Action dealt with a different question than the one before us. At issue there was whether the defendants could be enjoined from entering a cathedral and disrupting services. This court held the district court could enjoin them. The court, however, revised the injunction to preserve the defendants' right to protest. In this case we consider whether it is within the government's power to enforce time, place and manner restrictions on demonstrations near religious premises to protect the churchgoers' First Amendment rights of freedom of assembly and worship.
In any event, Action supports the holding I reach. Action stands for the proposition that individuals shall not interfere with the free exercise of religion. It serves as a basis in this case to allow the government to prevent the interference of those entering and leaving the church. In this respect, Action supports a holding that the ordinance is constitutional.
I add this final comment. The ordinance in question applies to all who violate its terms. Obviously, it would be impossible to write a content-neutral ordinance that drew a line between signs with graphic, bloody images as carried by some protestors and informational messages as carried by others. The plaintiffs here as peaceful picketers, which they claim they are, really face little restriction on their activities. At all times they may walk on the sidewalk and entryways to church property, distribute leaflets expressing their views, and ask to speak to those in the vicinity who are willing to listen to them.

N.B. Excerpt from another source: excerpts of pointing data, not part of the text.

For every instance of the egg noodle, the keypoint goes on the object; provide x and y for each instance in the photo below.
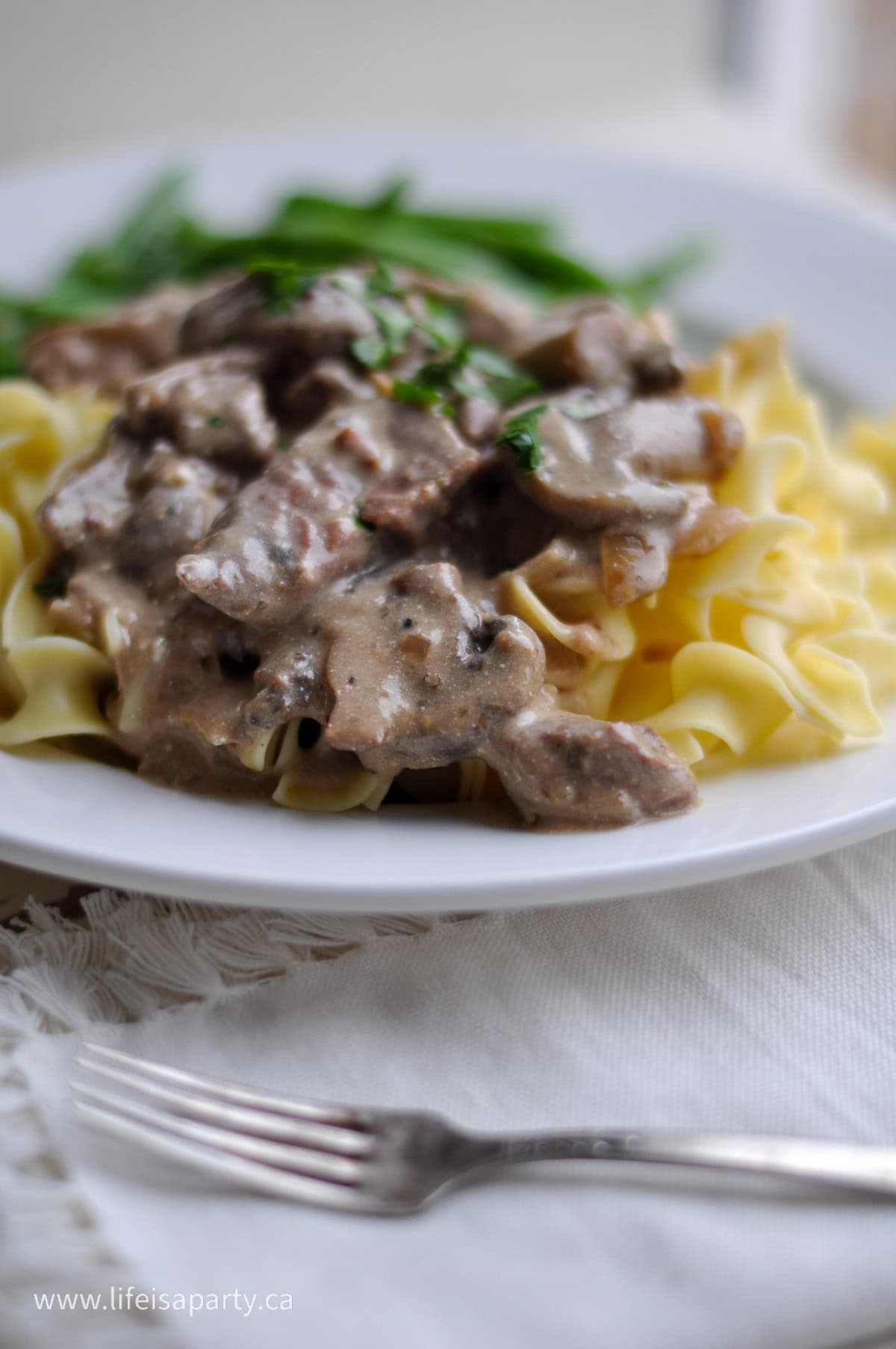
(777, 645)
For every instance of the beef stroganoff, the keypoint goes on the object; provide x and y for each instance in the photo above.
(370, 535)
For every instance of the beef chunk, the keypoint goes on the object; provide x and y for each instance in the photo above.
(212, 408)
(110, 352)
(329, 384)
(289, 683)
(420, 675)
(93, 502)
(494, 317)
(287, 533)
(431, 463)
(567, 768)
(175, 499)
(582, 343)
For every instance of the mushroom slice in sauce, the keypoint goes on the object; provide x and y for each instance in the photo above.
(421, 676)
(623, 464)
(110, 352)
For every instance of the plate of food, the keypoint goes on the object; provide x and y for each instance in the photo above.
(373, 546)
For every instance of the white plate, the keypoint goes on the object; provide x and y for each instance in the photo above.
(834, 277)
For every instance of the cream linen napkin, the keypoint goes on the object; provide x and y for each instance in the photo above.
(762, 1004)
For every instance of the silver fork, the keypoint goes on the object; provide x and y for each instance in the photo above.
(370, 1160)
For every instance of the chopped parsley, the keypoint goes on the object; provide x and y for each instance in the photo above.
(424, 396)
(378, 349)
(436, 381)
(521, 434)
(443, 325)
(285, 282)
(579, 412)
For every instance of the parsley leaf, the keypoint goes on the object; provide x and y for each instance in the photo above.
(412, 391)
(521, 434)
(579, 412)
(394, 325)
(285, 282)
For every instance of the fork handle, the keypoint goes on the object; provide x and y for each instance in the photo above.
(854, 1166)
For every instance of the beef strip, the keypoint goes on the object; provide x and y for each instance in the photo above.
(287, 533)
(623, 464)
(93, 502)
(175, 501)
(300, 524)
(329, 384)
(431, 463)
(180, 699)
(493, 317)
(289, 683)
(110, 352)
(560, 767)
(420, 675)
(211, 406)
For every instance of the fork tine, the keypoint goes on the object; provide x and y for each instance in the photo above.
(252, 1120)
(254, 1175)
(319, 1166)
(234, 1091)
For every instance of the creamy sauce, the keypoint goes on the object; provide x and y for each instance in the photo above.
(294, 571)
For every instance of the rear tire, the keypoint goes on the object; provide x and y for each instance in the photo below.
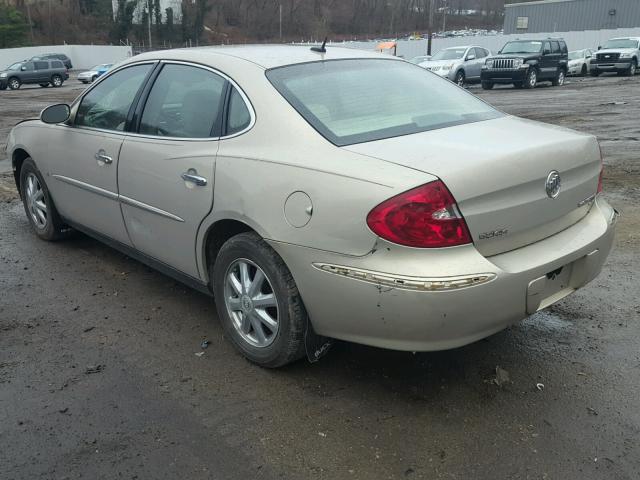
(38, 204)
(272, 343)
(14, 83)
(531, 79)
(558, 81)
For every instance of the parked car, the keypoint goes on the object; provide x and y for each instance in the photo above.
(93, 73)
(55, 56)
(580, 62)
(419, 59)
(43, 72)
(422, 219)
(459, 64)
(524, 63)
(620, 55)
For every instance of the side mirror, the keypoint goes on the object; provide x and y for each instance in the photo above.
(56, 113)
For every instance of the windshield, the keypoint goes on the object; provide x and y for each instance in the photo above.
(576, 55)
(449, 54)
(621, 43)
(355, 101)
(522, 47)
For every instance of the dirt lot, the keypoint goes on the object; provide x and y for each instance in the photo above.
(99, 377)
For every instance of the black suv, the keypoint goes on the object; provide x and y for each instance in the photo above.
(42, 72)
(55, 56)
(526, 62)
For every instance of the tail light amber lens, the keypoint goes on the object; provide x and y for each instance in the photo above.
(425, 217)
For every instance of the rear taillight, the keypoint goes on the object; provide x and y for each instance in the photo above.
(601, 171)
(425, 217)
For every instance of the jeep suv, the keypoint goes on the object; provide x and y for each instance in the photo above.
(55, 56)
(42, 72)
(524, 63)
(620, 55)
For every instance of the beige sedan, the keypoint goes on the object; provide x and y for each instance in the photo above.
(321, 194)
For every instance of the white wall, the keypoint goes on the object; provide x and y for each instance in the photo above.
(82, 56)
(575, 41)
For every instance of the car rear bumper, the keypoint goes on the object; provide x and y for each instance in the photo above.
(617, 66)
(503, 76)
(440, 314)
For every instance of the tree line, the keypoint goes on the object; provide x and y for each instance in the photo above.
(35, 22)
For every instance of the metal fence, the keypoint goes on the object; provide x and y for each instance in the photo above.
(575, 41)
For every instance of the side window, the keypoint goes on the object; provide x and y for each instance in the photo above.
(184, 102)
(107, 105)
(239, 117)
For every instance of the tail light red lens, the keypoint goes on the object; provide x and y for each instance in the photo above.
(425, 217)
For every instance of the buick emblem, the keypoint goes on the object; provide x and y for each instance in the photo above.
(553, 184)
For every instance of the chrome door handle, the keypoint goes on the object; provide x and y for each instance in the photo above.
(192, 176)
(102, 157)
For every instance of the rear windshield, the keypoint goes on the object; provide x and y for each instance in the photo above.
(355, 101)
(621, 43)
(522, 47)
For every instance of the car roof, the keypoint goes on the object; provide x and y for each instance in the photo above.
(265, 56)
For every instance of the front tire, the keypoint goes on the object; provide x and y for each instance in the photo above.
(14, 83)
(532, 78)
(38, 204)
(258, 302)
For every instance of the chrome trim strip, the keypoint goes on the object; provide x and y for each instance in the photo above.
(143, 206)
(421, 284)
(89, 188)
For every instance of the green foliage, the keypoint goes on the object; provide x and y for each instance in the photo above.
(13, 27)
(123, 21)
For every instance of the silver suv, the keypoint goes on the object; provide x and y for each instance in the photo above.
(620, 55)
(461, 65)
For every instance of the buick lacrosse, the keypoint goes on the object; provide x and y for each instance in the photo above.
(321, 194)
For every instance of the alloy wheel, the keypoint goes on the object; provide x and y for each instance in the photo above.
(251, 303)
(36, 202)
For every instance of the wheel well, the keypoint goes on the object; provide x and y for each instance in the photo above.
(217, 235)
(19, 156)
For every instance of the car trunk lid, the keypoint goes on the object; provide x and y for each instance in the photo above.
(498, 170)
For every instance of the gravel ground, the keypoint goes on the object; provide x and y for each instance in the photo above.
(99, 377)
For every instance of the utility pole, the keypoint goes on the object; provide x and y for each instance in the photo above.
(432, 11)
(444, 16)
(149, 21)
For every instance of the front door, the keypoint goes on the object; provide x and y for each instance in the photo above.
(85, 154)
(166, 170)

They also may carry signs and banners except at very limited times, that is, from one-half hour before to one-half hour after a scheduled activity or service.
This minor limitation on the plaintiffs' activities pales in comparison to the incivility, invasion of tranquility, and intimidation tactics visited upon those seeking to enter the church of their choice. That interference should not be countenanced.
The Lincoln ordinance bans speech directed principally at those unwilling listeners attending church services or activities. The government's interest here is substantial, the nature and scope of the ordinance make the prohibition narrowly tailored, and the protestors retain ample alternative channels of communication. The City Council of Lincoln has enacted a wise and fair ordinance. In declaring the ordinance unconstitutional, the majority of this court disregards the rights of churchgoing parents and children who suffer intimidating tactics from some protestors. They should not be required to face such a gauntlet. Therefore, I strongly dissent.